Встретили мы тут и пески и камни, насобирали много образцов - каждому по ноше досталось.

Когда мы вернулись к своей палатке, Саша был вовсе плох. Уже сутки как его жар палил.

Леонтьев нам по секрету от Саши говорит:

- Надо его куда-то везти. Если еще с неделю нарыв не прорвет операция нужна будет, а то пропадет парень.

- Куда, как не в Янгарей, - говорит Спиридон. - Тут до него верст полтораста. Там хоть медпункт и фельдшерица есть.

Леонтьев долго не думал, договорился с начальницей, уложил в лодку Сашу в спальном мешке, взял с собой хлеб и карабин, махнул шестом - да только мы их и видели.

И так тоскливо мне стало, что я всю ночь проплакала. Крепко всех нас работа сдружила.

Ночью, слышу я, дождь пошел.

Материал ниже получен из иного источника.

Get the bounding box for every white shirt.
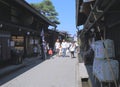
[55,42,60,49]
[61,42,67,48]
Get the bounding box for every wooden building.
[0,0,56,61]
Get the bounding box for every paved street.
[1,57,78,87]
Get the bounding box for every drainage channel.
[81,78,91,87]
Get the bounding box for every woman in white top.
[61,39,67,57]
[69,42,76,58]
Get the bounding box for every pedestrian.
[69,42,76,58]
[33,45,38,56]
[55,39,60,56]
[59,45,63,56]
[61,39,67,57]
[42,40,47,60]
[48,48,53,58]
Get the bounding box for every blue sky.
[26,0,77,35]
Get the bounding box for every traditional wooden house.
[0,0,56,64]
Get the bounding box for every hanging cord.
[90,4,118,87]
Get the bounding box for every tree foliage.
[31,0,60,24]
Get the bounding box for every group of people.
[33,39,78,59]
[55,39,78,58]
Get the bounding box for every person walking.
[48,48,53,58]
[69,42,76,58]
[61,39,67,57]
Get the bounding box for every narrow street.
[1,56,78,87]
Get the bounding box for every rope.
[90,4,117,87]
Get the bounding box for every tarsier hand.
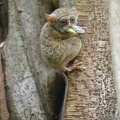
[40,8,85,71]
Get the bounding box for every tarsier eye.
[60,19,67,26]
[70,17,75,23]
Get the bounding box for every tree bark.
[65,0,120,120]
[109,0,120,119]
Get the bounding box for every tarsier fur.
[40,8,82,71]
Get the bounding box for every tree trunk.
[65,0,120,120]
[0,0,120,120]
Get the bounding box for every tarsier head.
[46,8,78,33]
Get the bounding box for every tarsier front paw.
[64,60,86,72]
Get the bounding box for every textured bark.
[109,0,120,120]
[4,0,46,120]
[0,48,9,120]
[66,0,120,120]
[1,0,120,120]
[0,0,8,43]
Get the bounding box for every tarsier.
[40,8,84,71]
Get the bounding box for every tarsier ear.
[45,14,57,23]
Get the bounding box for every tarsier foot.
[64,60,86,72]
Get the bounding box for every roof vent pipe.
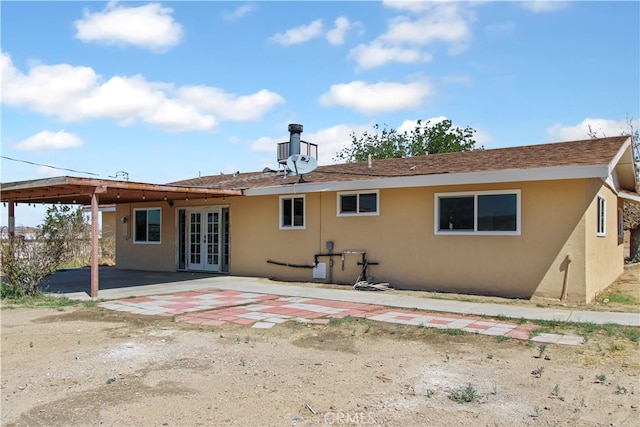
[289,123,302,156]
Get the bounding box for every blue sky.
[0,1,640,225]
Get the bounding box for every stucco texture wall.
[115,202,176,271]
[116,180,623,301]
[585,181,624,301]
[232,180,616,301]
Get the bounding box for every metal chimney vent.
[278,123,318,167]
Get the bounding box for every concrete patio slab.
[48,267,640,326]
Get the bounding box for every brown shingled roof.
[171,136,629,189]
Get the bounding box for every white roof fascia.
[609,137,633,174]
[244,164,609,196]
[618,192,640,204]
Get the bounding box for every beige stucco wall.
[116,180,623,301]
[585,181,624,301]
[101,211,116,239]
[116,202,176,271]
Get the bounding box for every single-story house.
[3,129,640,301]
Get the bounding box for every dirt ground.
[0,306,640,426]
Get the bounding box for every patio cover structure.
[0,176,242,298]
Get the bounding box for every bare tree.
[587,117,640,262]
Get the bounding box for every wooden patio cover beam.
[0,176,243,206]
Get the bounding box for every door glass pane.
[438,196,474,231]
[189,212,202,264]
[478,194,518,231]
[212,212,220,265]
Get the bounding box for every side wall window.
[133,208,162,243]
[280,196,305,229]
[596,196,607,237]
[338,190,380,216]
[618,208,624,239]
[435,190,520,235]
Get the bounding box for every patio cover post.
[7,200,16,238]
[91,187,106,298]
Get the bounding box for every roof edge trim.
[245,164,609,196]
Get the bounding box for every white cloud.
[302,124,371,165]
[380,4,471,54]
[319,81,431,114]
[16,130,82,151]
[382,0,441,13]
[350,1,474,69]
[397,116,447,133]
[327,16,351,45]
[520,0,569,13]
[74,1,182,51]
[0,53,284,131]
[36,166,64,178]
[271,19,322,46]
[250,136,280,157]
[484,21,516,37]
[223,4,253,21]
[547,118,640,141]
[350,41,432,69]
[177,86,284,121]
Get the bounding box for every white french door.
[186,207,223,271]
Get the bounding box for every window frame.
[336,190,380,216]
[618,208,624,239]
[132,207,162,245]
[433,189,522,236]
[278,194,307,230]
[596,194,607,237]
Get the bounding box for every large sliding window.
[280,196,305,229]
[133,208,162,243]
[435,190,520,235]
[338,190,380,216]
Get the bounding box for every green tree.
[0,205,90,298]
[334,119,483,162]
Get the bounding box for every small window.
[133,208,162,243]
[338,191,379,216]
[618,208,624,239]
[280,196,305,229]
[596,196,607,236]
[435,191,520,234]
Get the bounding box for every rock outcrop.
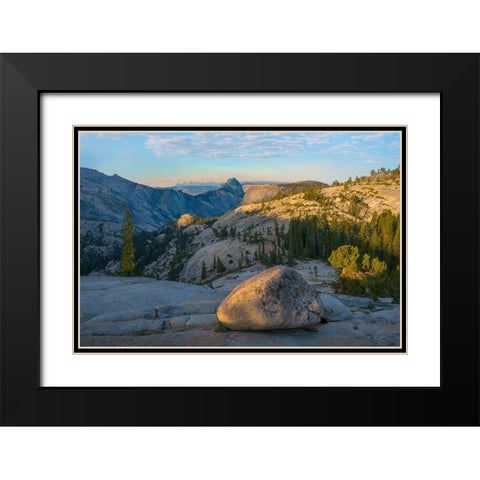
[320,293,353,322]
[217,266,322,330]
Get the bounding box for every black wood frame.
[0,54,480,425]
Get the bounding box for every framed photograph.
[0,54,480,425]
[74,126,407,353]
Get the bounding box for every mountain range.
[80,168,244,231]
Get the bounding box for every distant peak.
[220,177,244,197]
[224,177,241,187]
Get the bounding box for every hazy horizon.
[79,131,401,187]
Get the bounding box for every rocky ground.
[80,261,400,347]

Поднялась, вижу - Ия Николаевна разбирает вчерашние образцы, заворачивает их в бумагу и что-то пишет в своей полевой книжке.

- Не спится, Романовна? - спрашивает.

- Дождь да темень, - говорю. - Где-то наши ясны соколы ночь проведут? Лето целое промаялись, а тут им маета еще прежней похуже.

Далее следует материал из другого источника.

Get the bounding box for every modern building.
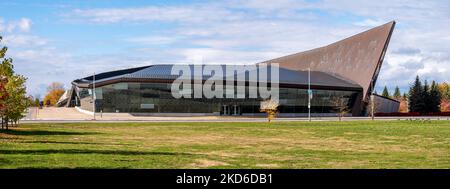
[60,21,395,116]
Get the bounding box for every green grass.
[0,121,450,168]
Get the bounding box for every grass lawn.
[0,121,450,168]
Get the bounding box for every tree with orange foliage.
[44,82,65,106]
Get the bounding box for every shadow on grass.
[19,140,130,146]
[0,149,195,156]
[0,130,99,136]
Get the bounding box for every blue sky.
[0,0,450,97]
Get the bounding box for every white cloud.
[3,34,47,47]
[66,5,243,23]
[6,0,450,94]
[0,18,32,33]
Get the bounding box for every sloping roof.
[261,21,395,101]
[73,65,361,89]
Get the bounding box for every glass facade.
[78,82,360,115]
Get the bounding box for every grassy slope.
[0,121,450,168]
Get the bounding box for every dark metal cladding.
[261,21,395,102]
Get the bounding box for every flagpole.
[308,68,311,121]
[92,72,96,120]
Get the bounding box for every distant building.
[61,22,395,116]
[368,94,400,113]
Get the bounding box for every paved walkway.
[22,107,450,122]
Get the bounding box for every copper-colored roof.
[262,21,395,101]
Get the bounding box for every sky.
[0,0,450,98]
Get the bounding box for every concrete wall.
[368,95,400,113]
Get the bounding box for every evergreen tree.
[381,86,390,98]
[394,86,402,100]
[408,76,425,112]
[429,81,442,112]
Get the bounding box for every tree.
[381,86,390,98]
[44,82,65,106]
[393,86,402,100]
[0,36,30,129]
[438,82,450,100]
[427,81,441,112]
[408,76,425,112]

- Справятся и с этой, - говорит Ия Николаевна. - Ребята упрямые.

Утром мы вышли из палатки, видим - дождь прошел, тундра посветлела, как в бане вымылась, а с кустов почти весь лист пропал.

- Лист дождем растит, дождем и снимает, - говорит Спиридон.

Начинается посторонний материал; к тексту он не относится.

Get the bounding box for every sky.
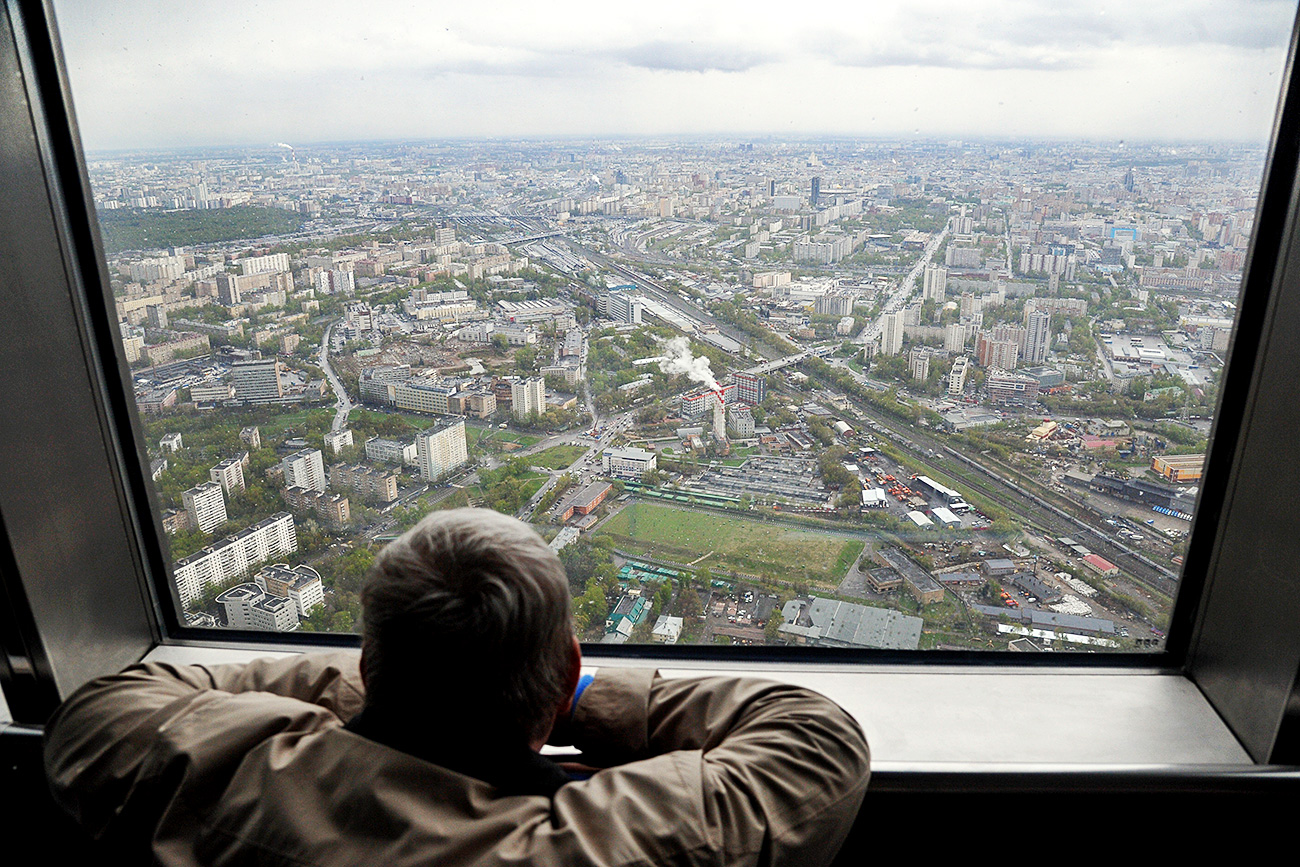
[55,0,1296,151]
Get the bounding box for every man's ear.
[567,636,582,697]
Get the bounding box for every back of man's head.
[361,508,573,742]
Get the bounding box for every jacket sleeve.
[556,669,870,867]
[44,653,363,838]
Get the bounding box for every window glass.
[55,0,1295,651]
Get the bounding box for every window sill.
[146,645,1257,779]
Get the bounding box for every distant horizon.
[55,0,1296,151]
[85,133,1271,157]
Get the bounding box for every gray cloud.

В последнее время Спиридон ходил, задумчивый и втрое меньше прежнего говорил. Как-то я его и спрашиваю:

- Что с тобой, Спиридон? Об женке, что ли, затосковал?

- Нет, землячка, зачем дорожному человеку тоску за плечами таскать! Другим я занят.

- Об чем твоя дума-то?

- Всегдашнее у меня. Как только из дому вышел да по белу свету отправился, падает мне в голову, что и все житье-то мое такая же путь-дорога. И видно мне здесь, на вольном ветру по доброму пути жизнь моя катится или на перепутье остановилась. Вот мне и есть о чем подумать.

Не сговаривались мы со Спиридоном, а об одном думали.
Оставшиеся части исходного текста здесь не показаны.